Конечно, не бедняк. Стоит только оглядеться по сторонам… «А вот моя гостиная, ковры и зеркала, купила пианино я у одного осла…» Ведь надо быть форменным ослом, чтобы продать такое пианино. Роскошное, немецкое, с прекрасным звуком и благородного кофейного оттенка… Впрочем, не бери греха надушу, Пенелопа, может, люди бедствуют, не до музыки им. А вот Джемме до музыки, хотя на черта ей пианино, она же ни одной ноты не знает, правда, Ваго, как известно, в былые времена бренчал на гитаре, но вряд ли он и ныне предается такому греховному занятию, да и пианино не гитара, на нем так просто не побренчишь, это Пенелопа знала доподлинно, поскольку, как положено ребенку из музыкальной семьи, окончила школу-семилетку по классу фортепьяно и по сей день один-два раза в месяц раскрывала ноты, рояль и принималась услаждать свой и родительский слух — пусть не Первым концертом Чайковского и не бетховенскими сонатами, но Шопеном случалось. У Джеммы инструмент получше и красивый, отлично вписывается в обстановку… потому, наверно, и купила. Вообще гостиная на уровне — дубовая мебель, люстра словно выкрадена из концертного зала, да не современного, а старинного, картины на не занятых коврами стенах… вот где прорезался завмаг-отец, сработали то ли наследственность, то ли среда, но из изысканных манер и аристократических привычек Джеммы, как ослиные уши царя Мидаса, выглянула отцовская тяга к помпезности: если ковер, так во всю стену, картины непременно в золоченых рамах и только масло, не этюды какие-нибудь, не акварели, а кто художник — не столь важно. То, что в родительском доме нашло выход в строительстве мраморного камина и понатыканной всюду лепнине, тут выражалось в коллекционировании фарфоровых фигурок и бронзовых бюстиков Наполеона и ему подобных… если ему подобные существуют, — Пенелопа была горячей поклонницей французского императора и всегда жалела, что Наполеону не удалось выиграть войну двенадцатого года…

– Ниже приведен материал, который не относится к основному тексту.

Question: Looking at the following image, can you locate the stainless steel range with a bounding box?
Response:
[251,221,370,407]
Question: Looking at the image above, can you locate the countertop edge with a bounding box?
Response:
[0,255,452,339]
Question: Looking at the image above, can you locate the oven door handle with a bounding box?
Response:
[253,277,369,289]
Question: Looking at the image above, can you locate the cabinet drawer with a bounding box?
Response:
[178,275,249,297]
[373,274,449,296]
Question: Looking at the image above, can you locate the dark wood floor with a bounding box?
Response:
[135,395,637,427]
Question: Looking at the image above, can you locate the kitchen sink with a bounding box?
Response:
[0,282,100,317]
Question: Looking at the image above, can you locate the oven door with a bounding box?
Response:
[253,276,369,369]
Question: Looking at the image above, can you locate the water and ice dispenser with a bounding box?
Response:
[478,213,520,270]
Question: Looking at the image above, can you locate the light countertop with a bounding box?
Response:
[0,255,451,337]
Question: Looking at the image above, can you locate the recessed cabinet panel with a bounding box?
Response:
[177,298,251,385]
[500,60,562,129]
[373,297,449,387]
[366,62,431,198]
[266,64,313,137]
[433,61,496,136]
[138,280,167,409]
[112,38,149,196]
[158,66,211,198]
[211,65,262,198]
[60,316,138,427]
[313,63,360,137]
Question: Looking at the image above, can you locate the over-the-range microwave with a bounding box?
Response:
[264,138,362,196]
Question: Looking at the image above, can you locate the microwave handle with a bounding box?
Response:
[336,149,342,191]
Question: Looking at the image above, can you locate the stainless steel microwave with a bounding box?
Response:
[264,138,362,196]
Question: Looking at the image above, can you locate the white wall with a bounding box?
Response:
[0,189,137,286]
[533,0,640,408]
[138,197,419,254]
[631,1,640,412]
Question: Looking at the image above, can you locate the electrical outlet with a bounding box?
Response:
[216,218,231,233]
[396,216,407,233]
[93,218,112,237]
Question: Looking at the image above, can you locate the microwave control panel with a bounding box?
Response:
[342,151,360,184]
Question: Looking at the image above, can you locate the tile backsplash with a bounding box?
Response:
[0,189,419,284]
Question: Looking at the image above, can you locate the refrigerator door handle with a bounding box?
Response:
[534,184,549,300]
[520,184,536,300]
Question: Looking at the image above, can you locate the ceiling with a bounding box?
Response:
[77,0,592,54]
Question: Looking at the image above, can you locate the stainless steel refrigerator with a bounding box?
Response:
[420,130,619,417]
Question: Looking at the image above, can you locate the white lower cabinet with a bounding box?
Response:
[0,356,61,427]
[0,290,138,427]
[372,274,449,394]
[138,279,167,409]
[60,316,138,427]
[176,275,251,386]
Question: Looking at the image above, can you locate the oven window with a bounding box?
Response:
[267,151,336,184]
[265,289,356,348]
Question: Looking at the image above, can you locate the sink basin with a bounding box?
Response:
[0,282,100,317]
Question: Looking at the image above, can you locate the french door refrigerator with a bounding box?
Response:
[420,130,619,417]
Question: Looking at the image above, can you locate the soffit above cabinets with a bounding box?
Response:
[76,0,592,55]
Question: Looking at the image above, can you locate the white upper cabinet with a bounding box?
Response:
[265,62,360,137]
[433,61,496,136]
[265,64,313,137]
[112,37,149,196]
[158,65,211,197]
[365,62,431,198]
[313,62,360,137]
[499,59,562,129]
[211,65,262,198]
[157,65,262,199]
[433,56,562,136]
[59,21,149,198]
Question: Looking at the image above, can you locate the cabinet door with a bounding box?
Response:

Вернулись хозяева, благоухая керосином и Earl Grey, и Пенелопа, любившая хороший чай, заметно приободрилась. Хотя обещанное купание не состоялось, время потеряно не зря, Earl Grey и черешневое варенье компенсируют многое. В конце концов, даже если сегодня придется лечь немытой, это не трагедия, то есть трагедия, конечно, но что поделаешь, ведь у нас тут почти гомеровские условия… хотя у этого чертового Гомера только и делают, что моются. Смывают с себя грязь в хорошо оттесанных ваннах, натираются благовонным маслом (должно быть, жуткая гадость), привязывают к ногам красивого вида подошвы — сандалии надевают, надо полагать. Вот счастливчики, надо же слезть с дерева в такой благословенной стране, где круглый год бегают в сандалиях, а значит, и в шортах с майкой. Нет, островок определенно надо покупать в Эгейском море, тогда и виллу можно строить без отопления, экономия выйдет изрядная. А тут что?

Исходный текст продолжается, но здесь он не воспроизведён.